To observers of past treaty negotiations, none of this is particularly surprising. The World Trade Organization has been struggling for eight years to complete its Doha round of talks aimed at lowering barriers to agricultural trade, which would have clear economic bonuses for every country. Yet if entrenched political interests can prevent even such a clearly beneficial deal from going forward, think what they can do to a treaty that will impose significant costs on many countries to avert a crisis whose future impacts, while solidly researched, remain theoretical. If aliens from outer space had commenced an invasion of Earth last summer, the U.N. would probably still be arguing about how much money industrialized nations should be obliged to pay for repairing photon torpedo damage in the developing world rather than organizing a response.

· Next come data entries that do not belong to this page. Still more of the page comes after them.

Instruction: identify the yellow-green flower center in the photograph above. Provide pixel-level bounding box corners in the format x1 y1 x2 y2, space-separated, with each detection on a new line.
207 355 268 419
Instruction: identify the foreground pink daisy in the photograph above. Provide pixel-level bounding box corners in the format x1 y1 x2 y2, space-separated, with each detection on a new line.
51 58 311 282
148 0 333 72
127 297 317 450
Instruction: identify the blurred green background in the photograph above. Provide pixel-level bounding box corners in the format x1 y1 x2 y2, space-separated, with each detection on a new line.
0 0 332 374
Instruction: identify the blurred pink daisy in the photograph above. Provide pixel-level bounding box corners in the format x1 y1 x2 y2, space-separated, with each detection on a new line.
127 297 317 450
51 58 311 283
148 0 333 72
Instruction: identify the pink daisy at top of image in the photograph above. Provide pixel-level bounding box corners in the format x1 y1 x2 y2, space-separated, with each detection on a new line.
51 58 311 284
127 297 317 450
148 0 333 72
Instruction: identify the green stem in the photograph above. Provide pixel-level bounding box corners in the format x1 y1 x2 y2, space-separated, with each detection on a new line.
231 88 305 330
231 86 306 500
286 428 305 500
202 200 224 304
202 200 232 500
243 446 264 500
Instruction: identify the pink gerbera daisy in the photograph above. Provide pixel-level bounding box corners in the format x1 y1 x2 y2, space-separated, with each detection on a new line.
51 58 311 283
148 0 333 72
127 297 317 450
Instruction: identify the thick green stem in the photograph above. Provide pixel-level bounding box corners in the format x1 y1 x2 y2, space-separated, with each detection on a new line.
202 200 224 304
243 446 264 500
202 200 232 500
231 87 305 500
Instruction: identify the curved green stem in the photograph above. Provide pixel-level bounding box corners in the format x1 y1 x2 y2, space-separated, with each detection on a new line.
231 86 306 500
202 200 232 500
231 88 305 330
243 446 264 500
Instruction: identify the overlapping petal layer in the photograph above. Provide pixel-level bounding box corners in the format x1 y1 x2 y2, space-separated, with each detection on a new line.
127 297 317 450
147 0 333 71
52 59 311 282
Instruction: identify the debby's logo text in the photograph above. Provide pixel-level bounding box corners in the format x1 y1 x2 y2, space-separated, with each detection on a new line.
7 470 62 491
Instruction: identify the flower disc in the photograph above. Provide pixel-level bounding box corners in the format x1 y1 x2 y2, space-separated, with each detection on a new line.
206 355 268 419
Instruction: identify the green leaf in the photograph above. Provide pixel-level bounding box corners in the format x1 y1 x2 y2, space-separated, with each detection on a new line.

We haven’t given up hope for a worldwide climate accord. Such a deal is important, and someday it should be achievable. But Washington needs to get its own house in order before it can play a leadership role in global climate talks, or expect them to bear fruit. Right now, we’re less concerned about the lack of action in Copenhagen than about the lack of action on a climate bill by the U.S. Senate. Granted, the world has to contend only with demagogues like Chavez, who at least grasps the clear evidence that climate change is happening; we’ve got to deal with the likes of Republican Sen. James M. Inhofe of Oklahoma, who considers it a hoax. Nonetheless, the U.S. bears an overwhelming burden of responsibility for the problem, and the world will follow only if it first sets a good example.